A Medical Device Daily
Teleflex (Limerick, Pennsylvania) said that it has entered into a definitive agreement to sell its SSI Surgical Services (Orlando, Florida) business to a privately-owned multi-service line healthcare company for nearly $25 million. The transaction is subject to customary closing conditions and is expected to close before the end of 1Q10.
"The decision to divest SSI was made following a review of our portfolio and it was determined that SSI was not a strategic fit. This allows us to continue to reallocate resources to our higher margin businesses," the company said.
SSI, with annual revenues of nearly $20 million, offers a range of endoscopic surgical services and sterile processing management services to help hospitals and surgery centers control costs and improve operational efficiency.
As a result of this agreement, SSI will be reflected in Teleflex's future consolidated financial statements as a discontinued operation. Although this transaction is expected to be slightly dilutive to 2010 earnings per share, the underlying strength of Teleflex's existing businesses is expected to offset this dilution. As a result, Teleflex does not anticipate this transaction will have an impact on its previously provided 2010 financial outlook.
In other dealmaking activity, Alphatec Holdings (Carlsbad, California) the parent company of Alphatec Spine said that the Hart-Scott-Rodino (HSR) review period for Alphatec Spine's proposed acquisition of Scient'x Groupe (Guyancourt, France) has expired with no action by the U.S. Federal Trade Commission.
The expiration of the HSR review period satisfies one of the conditions necessary for the transaction to close. The company has set Feb. 9, 2010 as the record date for the special meeting of its shareholders to approve the issuance of the shares of its common stock in the transaction.
The special meeting of the company's shareholders will be held on Tuesday, March 16, 2010. Alphatec expects that, subject to the remaining customary closing conditions, the transaction will be completed by the end of the 1Q 10.
On Dec. 17, 2009, the company said that it entered into a definitive agreement to acquire Scient'x Groupe in an all stock trade that was valued at about $116.4 million (Medical Device Daily, Dec. 21, 2010).
The transaction is structured as an all stock transaction such that 100% of outstanding Scient'x stock will be exchanged pursuant to a fixed ratio of 24 million shares of the company's common stock. On a pro forma basis, the company's shareholders will own nearly 69% of the combined company and nearly 31% will be held by current Scient'x shareholders.
Both companies operate in the spinal implant market. The worldwide spinal implant market in 2009 is estimated to be $8.5 billion to $9 billion with a long-term growth rate that is estimated to be between 10% and 12%, according to Alphatec.

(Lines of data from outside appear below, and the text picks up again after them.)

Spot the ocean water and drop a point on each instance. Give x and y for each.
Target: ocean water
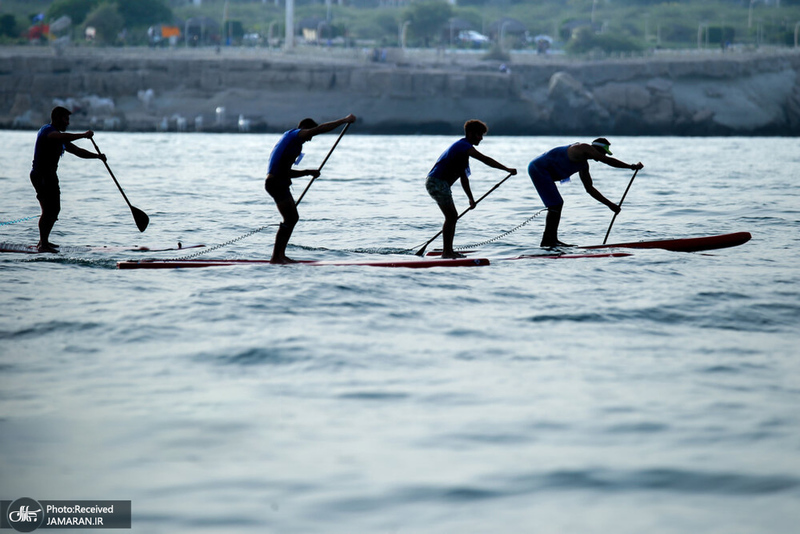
(652, 393)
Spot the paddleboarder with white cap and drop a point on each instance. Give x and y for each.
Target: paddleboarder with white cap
(557, 165)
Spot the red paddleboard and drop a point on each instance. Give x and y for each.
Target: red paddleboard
(689, 244)
(408, 263)
(400, 262)
(67, 249)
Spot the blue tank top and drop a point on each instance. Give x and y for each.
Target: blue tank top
(452, 162)
(558, 165)
(285, 154)
(47, 152)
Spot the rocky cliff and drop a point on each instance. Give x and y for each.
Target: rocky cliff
(714, 94)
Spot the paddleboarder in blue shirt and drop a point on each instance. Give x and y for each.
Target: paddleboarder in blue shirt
(286, 153)
(453, 165)
(557, 165)
(51, 143)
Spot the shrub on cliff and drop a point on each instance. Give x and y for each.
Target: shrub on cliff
(107, 22)
(584, 40)
(77, 10)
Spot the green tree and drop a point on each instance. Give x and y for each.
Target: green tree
(77, 10)
(428, 18)
(107, 21)
(138, 13)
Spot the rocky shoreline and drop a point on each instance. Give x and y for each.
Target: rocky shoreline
(743, 93)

"We believe that Scient'x is a perfect complementary strategic fit for Alphatec Spine," said Dirk Kuyper, Alphatec Spine's president/CEO. "Besides the significant cost and revenue synergies the acquisition offers, Alphatec Spine will now have the opportunity to reach 50 international markets with our aging spine and core fusion technologies. This transaction moves us into position to be able to become one of the top global spine companies."